Notably, the current model incorporates several simplifying assumptions to maintain focus on the core scheduling mechanism, including predetermined truck routes without backtracking, simplified platform service times and capacity, constant speed and deterministic operating conditions. These choices, while enabling a tractable and insightful analysis of cooperative logistics, highlight specific limitations in real-world applicability, such as the exclusion of route reversals and concurrent operational constraints.

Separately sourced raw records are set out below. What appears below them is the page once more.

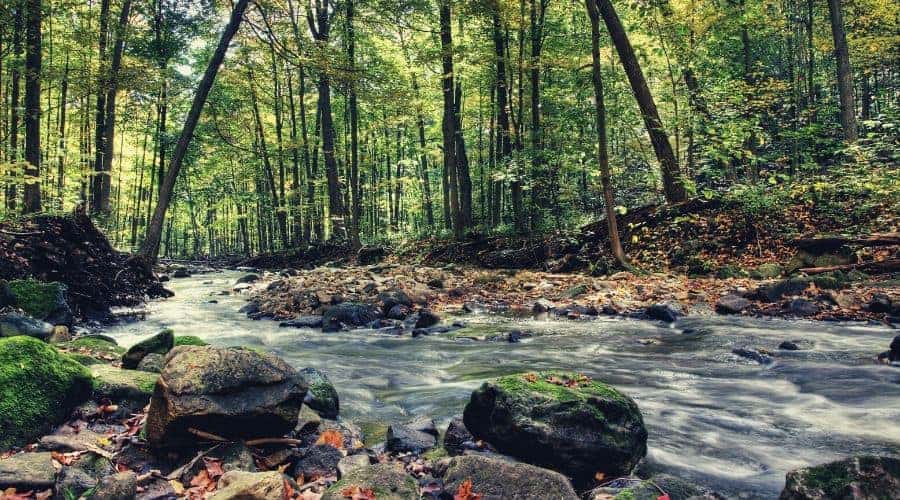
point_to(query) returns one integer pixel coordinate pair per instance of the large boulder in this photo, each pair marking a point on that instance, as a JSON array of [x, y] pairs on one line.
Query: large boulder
[[321, 395], [161, 343], [565, 422], [40, 388], [350, 314], [856, 478], [45, 301], [387, 482], [498, 479], [14, 324], [231, 392]]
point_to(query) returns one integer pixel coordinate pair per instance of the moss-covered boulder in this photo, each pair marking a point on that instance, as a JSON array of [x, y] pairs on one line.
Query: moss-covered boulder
[[562, 421], [498, 479], [321, 396], [131, 388], [856, 478], [231, 392], [93, 349], [387, 481], [161, 343], [189, 340], [45, 301], [13, 324], [39, 387]]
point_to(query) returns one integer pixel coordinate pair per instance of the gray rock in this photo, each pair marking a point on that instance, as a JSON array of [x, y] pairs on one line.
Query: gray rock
[[302, 322], [231, 392], [578, 431], [121, 486], [161, 343], [497, 479], [321, 395], [855, 478], [350, 463], [152, 362], [28, 471], [318, 461], [732, 304], [15, 324]]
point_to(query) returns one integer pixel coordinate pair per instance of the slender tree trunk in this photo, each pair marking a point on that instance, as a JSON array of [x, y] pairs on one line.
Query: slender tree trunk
[[673, 184], [602, 151], [844, 74], [32, 202], [150, 247]]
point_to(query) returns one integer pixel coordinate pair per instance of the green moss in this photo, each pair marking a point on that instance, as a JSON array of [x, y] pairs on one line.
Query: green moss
[[189, 340], [39, 386], [36, 298]]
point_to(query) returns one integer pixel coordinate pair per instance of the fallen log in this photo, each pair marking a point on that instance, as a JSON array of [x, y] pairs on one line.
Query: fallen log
[[827, 243], [882, 267]]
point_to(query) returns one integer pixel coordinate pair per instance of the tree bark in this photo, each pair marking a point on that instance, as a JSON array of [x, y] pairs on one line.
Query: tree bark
[[150, 247], [32, 202], [844, 74], [673, 185]]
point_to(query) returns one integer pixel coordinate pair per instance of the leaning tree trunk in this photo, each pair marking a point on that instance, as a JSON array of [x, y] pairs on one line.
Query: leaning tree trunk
[[844, 75], [673, 185], [33, 107], [150, 247]]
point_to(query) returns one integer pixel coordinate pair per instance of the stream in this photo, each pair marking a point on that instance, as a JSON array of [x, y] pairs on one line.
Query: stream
[[727, 422]]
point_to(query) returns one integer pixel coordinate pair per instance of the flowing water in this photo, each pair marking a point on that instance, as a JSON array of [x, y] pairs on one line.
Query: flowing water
[[713, 417]]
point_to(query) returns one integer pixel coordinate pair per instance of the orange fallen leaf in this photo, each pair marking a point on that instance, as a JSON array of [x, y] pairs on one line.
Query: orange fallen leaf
[[331, 437], [464, 492]]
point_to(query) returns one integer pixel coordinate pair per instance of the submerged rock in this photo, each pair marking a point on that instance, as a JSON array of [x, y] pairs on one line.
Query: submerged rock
[[40, 386], [350, 314], [161, 343], [562, 421], [497, 479], [231, 392], [321, 395], [856, 478], [387, 481], [15, 324]]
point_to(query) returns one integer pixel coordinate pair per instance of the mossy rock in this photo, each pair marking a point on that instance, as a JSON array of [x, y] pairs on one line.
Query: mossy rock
[[767, 271], [132, 388], [39, 387], [189, 340], [161, 343], [387, 481], [321, 396], [563, 421], [45, 301], [856, 477], [93, 349]]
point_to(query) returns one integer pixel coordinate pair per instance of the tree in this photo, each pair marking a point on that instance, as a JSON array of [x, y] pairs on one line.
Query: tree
[[844, 74], [150, 247], [602, 148], [32, 202], [673, 185]]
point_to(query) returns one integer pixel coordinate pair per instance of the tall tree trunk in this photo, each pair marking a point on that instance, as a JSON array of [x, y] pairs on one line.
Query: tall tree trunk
[[150, 247], [448, 124], [602, 150], [673, 185], [100, 179], [102, 205], [844, 74], [32, 202], [356, 206]]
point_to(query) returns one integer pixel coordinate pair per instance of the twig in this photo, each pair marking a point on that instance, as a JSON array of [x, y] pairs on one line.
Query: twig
[[206, 435], [264, 441]]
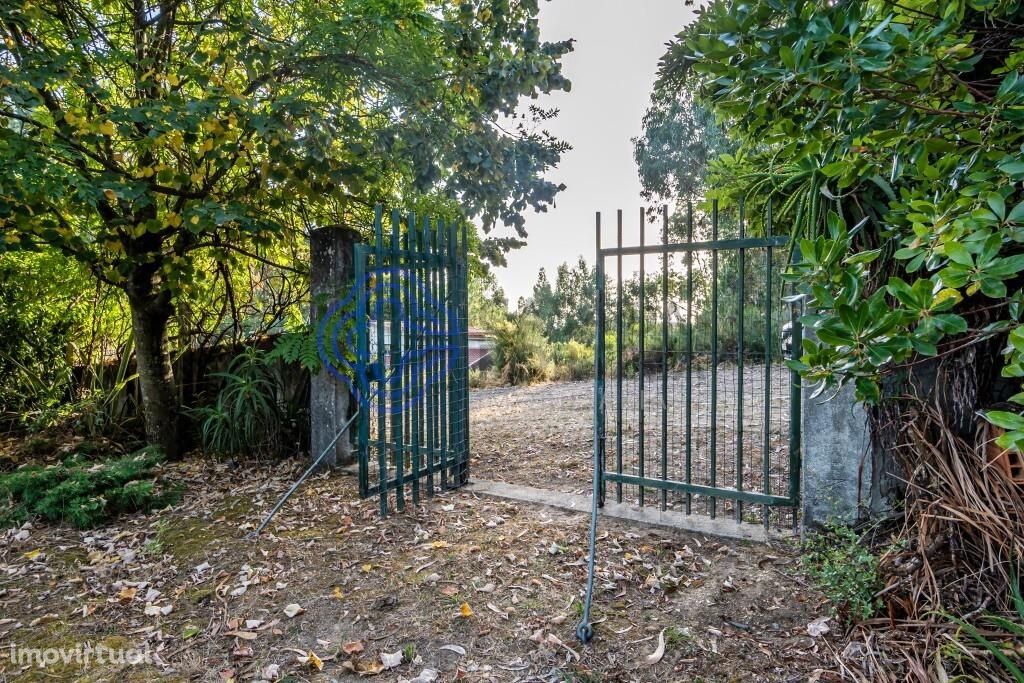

Meanwhile, although this research establishes a robust scheduling framework, real-world community logistics entail granular constraints such as zone-specific delivery agreements and drone airspace authorization protocols. Future work will focus on integrating these operational nuances into an enhanced model and optimizing solution efficiency for large-scale implementations. In addition, we plan to extend the current deterministic framework to handle stochastic elements commonly encountered in dynamic environments, as illustrated in Figure 11. Potential extensions will address:

• Demand uncertainty: via robust optimization or scenario-based approaches;
• Weather impacts: using chance constraints or real-time weather API integration;
• Drone battery uncertainty: through stochastic battery consumption models;
• Travel time variability: by incorporating buffer times or contingency strategies;
• Actual deployment differences: by establishing a more refined service time model and deck capacity constraints.